313.New section 138O requires the FCA to issue a statement of policy with respect to the making of temporary product intervention rules. This will describe, amongst other things, the circumstances in which the FCA might make temporary product intervention rules and the factors that it will generally consider before doing so. Under new section 138O the FCA must consult on any such statement before it issues it (and it follows logically that, unless there are exceptional circumstances, it should do so before it may make temporary product intervention rules). The FCA is expected only to make temporary product intervention rules that fall within the limits set out in a statement issued under new section 138O.

314.The FCA may give guidance under new section 139A about the operation of FSMA or specified parts of it, and of any rules the FCA has made. The FCA may also give guidance in relation to the FCA’s functions (which new section 1A(6) of FSMA, inserted by section 6 of the Act, defines as including functions under the Act, the Insolvency Act 1986, the Banking Act 2009 and provisions of EU law specified by order by the Treasury for this purpose) or any other matter the FCA considers relevant.

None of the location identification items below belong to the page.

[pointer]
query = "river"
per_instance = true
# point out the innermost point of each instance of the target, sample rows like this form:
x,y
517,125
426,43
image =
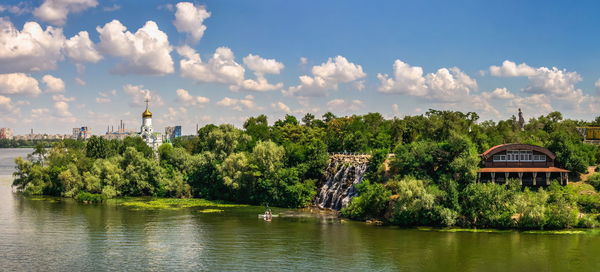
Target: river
x,y
44,234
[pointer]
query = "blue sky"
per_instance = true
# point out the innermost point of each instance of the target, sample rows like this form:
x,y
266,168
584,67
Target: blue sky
x,y
291,57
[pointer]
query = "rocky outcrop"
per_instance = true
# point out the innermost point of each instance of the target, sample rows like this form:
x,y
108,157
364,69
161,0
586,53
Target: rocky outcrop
x,y
343,172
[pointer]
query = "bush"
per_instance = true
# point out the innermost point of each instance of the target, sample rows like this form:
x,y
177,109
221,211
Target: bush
x,y
489,205
86,197
414,204
588,221
561,215
594,180
531,209
370,203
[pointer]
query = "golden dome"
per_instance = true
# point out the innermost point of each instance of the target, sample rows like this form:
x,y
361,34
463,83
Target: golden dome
x,y
147,114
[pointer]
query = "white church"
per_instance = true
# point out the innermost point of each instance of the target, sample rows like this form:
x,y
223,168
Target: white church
x,y
152,139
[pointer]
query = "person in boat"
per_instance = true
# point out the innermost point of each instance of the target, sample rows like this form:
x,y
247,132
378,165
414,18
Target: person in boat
x,y
268,215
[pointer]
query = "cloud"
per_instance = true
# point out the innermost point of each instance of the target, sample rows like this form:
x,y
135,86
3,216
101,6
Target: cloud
x,y
145,52
39,113
21,8
62,109
341,105
184,97
138,95
327,76
80,81
102,100
260,67
280,106
239,104
114,7
220,68
536,104
81,49
112,92
263,66
499,93
60,97
396,110
189,19
53,84
446,84
19,83
303,60
56,11
558,86
6,106
30,49
105,96
511,69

The guidance need not be published, though the FCA may do so; and if the FCA gives guidance in response to a request, it may make a reasonable charge for that guidance (subsection (6)).

315.If the FCA intends to give guidance on its rules to FCA-regulated persons generally or to a class of FCA-regulated persons (“general guidance”), it must consult the PRA and then publish a draft of the guidance, inviting representations on it. The FCA must have regard to any representations received and publish an account of those representations and its response to them (subsections (3) and (4)). As with the making of rules, the FCA does not need to observe these procedural requirements if doing so would prejudice the interests of consumers. New section 139B requires the FCA to notify the Treasury if it issues, amends or revokes its general guidance.

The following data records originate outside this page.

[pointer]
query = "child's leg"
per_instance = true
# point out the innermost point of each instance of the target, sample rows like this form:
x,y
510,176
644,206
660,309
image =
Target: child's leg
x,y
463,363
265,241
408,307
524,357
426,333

316.New sections 140A to 140H relate to the scrutiny of the regulators’ regulating provisions and practices by the competition authorities (the Office of Fair Trading (“OFT”) and the Competition Commission).

317.Under new section 140B and 140G, where the OFT gives advice to the PRA or FCA under section 7 of the Enterprise Act 2002, being advice stating that the OFT considers that the regulating provisions or practices of either regulator (or a combination of both) may cause or contribute to the prevention, restriction or distortion of competition in the supply or acquisition of goods and services in the United Kingdom or that a feature of the market that could be dealt with by regulating provisions or practices of either regulator (or both) has that effect, the regulator is required to respond to the advice within 90 days. Similar provision applies where the Competition Commission makes a recommendation to the regulator in a report under section 136 of the Enterprise Act 2002 (reports on market investigation references). The regulator is not required to accept and act on the advice but must have regard to the advice and state, with its reasons, how it proposes to deal with the advice. Any response from the regulator must be published.

318.Under new section 140H if, having considered the response of the regulator, the OFT or Competition Commission continues to consider that the regulating provisions or practices of either regulator (or a combination of both) may cause or contribute to the prevention, restriction or distortion of competition in the supply or acquisition of goods and services in the United Kingdom, the OFT or Competition Commission may refer the matter to the Treasury. The Treasury may, having considered the advice given by the competition authority and the regulator’s response and having consulted the regulator, give a direction to the regulator requiring the regulator to take specified action.

319.New section 141A confers on the Treasury and the Secretary of State an order-making power to amend legislation which makes reference to rules of either regulator or to guidance issued by the FCA. This power only allows the Treasury or the Secretary of State to amend such references where the regulator has altered or revoked its rules or guidance. Under section 429 of FSMA, such orders will be subject to the negative procedure.